The digital imaging revolution shows no signs of slowing down. On the point-and-shoot front, the marketing war for consumer dollars grows more competitive each year each. Competition drives manufacturers to add features and cut prices, which provides consumers with more options.
Many photo enthusiasts don’t want to drag a DSLR, a full sized tripod, and a bag of lenses everywhere they go – they want small, quick, inconspicuous, responsive, high performance cameras designed by photographers for photographers. Straight shooters especially like compact point-and-shoots. Panasonic’s new Lumix ZS10 is the successor to last year’s ZS7, which legions of photography enthusiasts crowned the best prosumer point-and-shoot of 2010.
Manufacturers regularly tout the features and performance of their new cameras at consumer electronics shows, but they rarely address consumer complaints about a specific model’s design, features, ergonomics, and performance. Though the ZS7 was very popular, it was not a perfect camera and consumers spoke up about what they thought needed improvement. Panasonic listened and tailored the ZS10 to meet those expectations. In many significant ways the ZS10 represents a much larger step forward than its predecessor did over Panasonic’s earlier generations of point-and-shoot cameras.
The ZS7 was a 12 megapixel digicam, while the ZS10 boasts 16 megapixel resolution – more pixel power for sure, but it could spell more noise at higher ISO sensitivities. The ZS7 featured a 12x (25-300mm equivalent) Leica zoom, while the ZS10 features a 16x (24-384mm equivalent) Leica zoom.
The ZS10 features a new MOS image sensor (the ZS7 featured a CCD image sensor). The ZS7’s slower-than-the-competition continuous shooting mode has been noticeably improved, the GPS landmark database and lookup features have been expanded, and the ZS10 captures 1080i (the ZS7 captured video at a maximum resolution of 720p) HD video. Other new features include slow motion video, composite noise reduction and a 3D capture mode for those who want to view their stuff on a 3D TV.
The Panasonic Lumix ZS10 is a typical looking and fairly inconspicuous black and silver point-and-shoot. Fit and finish are first rate and all controls are logically placed and easily accessed by right handed shooters with the exception of the one touch video capture button. Most digicams with a one touch video capture button place this control in the upper right corner of the camera’s rear deck – since that placement allows the camera user to simply push the video start/finish button with their right thumb. The ZS10’s tiny one touch video capture button is on the camera’s top deck – right where the shutter button is traditionally located – which in my opinion is counterintuitive.

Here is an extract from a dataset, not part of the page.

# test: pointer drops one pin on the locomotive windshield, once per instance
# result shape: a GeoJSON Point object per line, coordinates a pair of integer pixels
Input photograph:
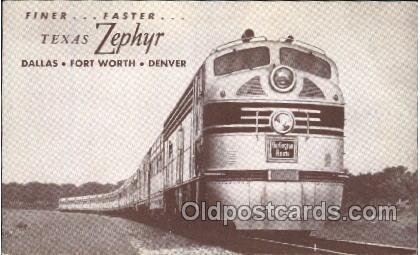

The ZS10’s metal alloy body shell seems tough enough for just about anything and the weather/moisture and dust seals appear to be more than adequate. Though it is small enough to slip into a pocket, the Panasonic ZS10 is a solidly built compact – when you walk around with this camera in your shirt pocket you (and everyone else) will know you are carrying something fairly substantial.